Le plaisir n'est pas complet si la lecture ne procure pas aussi le désir de créer. L'enfant ne comprend parfaitement ce qu'est l'acte de lire que s'il connaît l'acte d'écriture. La lecture doit engendrer le désir de créer de l'écrit. Dans cette perspective la lecture est une production. Or les enfants sont rarement mis dans la possibilité de le faire. C'est pourquoi il faut enrichir le coin-lecture et les bibliothèques en y plaçant tout le matériel nécessaire à l'expression écrite, de façon à libérer à la fois la lecture et l'expression de soi.

Ceci est particulièrement net lorsqu'on observe le comportement des enfants devant les textes poétiques. Ils ont une façon très particulière de s'emparer des poèmes, très différente de celle des adultes. Ils prennent les mots, les déforment, les allongent, en fabriquent des comptines. Lorsqu'ils sont plus grands, ils s'essaient à en écrire à leur tour.

Annexe 5

Le coin-lecture dans les salles de classe

1. Étude du coin-lecture de la classe maternelle de Saint-Georges-du-Bois.

a) Étude des lieux, des livres et des moments de lecture.

Dans la classe le coin-lecture existe déjà. Il contient des livres apportés par la Bibliothèque centrale de prêt de la Sarthe et un fonds qui a été donné par le Service départemental de la jeunesse et des sports.

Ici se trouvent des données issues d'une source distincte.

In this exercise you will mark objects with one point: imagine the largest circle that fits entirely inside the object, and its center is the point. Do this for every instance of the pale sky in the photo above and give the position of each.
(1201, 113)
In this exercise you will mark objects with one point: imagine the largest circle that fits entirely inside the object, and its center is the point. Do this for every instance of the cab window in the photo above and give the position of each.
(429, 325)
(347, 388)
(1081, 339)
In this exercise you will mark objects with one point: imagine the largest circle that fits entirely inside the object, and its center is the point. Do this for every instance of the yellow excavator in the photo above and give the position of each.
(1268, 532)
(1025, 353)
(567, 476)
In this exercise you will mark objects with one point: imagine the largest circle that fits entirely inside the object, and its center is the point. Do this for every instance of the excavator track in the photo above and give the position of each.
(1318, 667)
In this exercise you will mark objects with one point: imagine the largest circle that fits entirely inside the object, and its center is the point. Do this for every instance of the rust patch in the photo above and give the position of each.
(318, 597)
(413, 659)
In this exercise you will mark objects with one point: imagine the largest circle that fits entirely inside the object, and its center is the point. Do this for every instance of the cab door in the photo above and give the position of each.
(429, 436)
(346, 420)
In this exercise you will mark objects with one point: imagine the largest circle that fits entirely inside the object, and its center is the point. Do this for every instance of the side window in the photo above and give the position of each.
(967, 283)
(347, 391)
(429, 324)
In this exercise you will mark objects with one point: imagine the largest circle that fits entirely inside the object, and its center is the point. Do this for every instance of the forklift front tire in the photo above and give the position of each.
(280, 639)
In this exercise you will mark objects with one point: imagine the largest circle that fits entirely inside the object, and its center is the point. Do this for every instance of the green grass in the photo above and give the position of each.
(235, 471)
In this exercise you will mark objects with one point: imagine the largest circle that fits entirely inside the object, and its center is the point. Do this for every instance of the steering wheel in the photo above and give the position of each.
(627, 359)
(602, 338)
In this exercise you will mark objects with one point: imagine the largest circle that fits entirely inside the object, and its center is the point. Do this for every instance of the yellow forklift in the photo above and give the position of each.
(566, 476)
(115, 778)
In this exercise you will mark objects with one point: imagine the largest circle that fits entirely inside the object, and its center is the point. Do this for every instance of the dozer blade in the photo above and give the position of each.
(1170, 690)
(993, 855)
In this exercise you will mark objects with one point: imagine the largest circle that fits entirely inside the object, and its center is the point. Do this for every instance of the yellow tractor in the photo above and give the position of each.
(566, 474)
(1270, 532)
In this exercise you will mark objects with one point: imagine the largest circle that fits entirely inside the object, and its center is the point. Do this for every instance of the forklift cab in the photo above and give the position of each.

Les enfants de la classe viennent chercher les livres pendant les temps libres, s'installent où ils veulent pour lire dans tout l'espace de la classe. Les livres sont empilés dans un placard qui délimite le coin-lecture et dont les portes sont toujours ouvertes.

La maîtresse raconte, les enfants regroupés autour d'elle. L'histoire racontée est quelquefois exploitée par les enfants sous forme de mimes fugitifs, ou dessinée par eux sous forme de bandes dessinées.

b) Réflexions.

Les livres empilés dans le placard ne permettent pas le choix. Il faudrait les présenter debout dans une caisse et aménager le coin avec un tapis et des coussins.

La question suivante est posée : le coin-lecture doit-il être l'endroit où on lit, ou bien l'endroit où les livres sont valorisés, les enfants aiment-ils s'isoler pour lire ou se retrouver en petits groupes ?

Le coin-lecture ne doit pas être trop grand car il risquerait d'y avoir bousculade. Il faudrait prévoir plusieurs endroits dispersés dans la classe.

c) Propositions.

Prévoir une petite banquette de mousse sur laquelle 2 ou 3 enfants pourraient s'asseoir côte à côte pour lire et commenter un livre ensemble.

Prévoir une boîte en carton pour le rangement des livres.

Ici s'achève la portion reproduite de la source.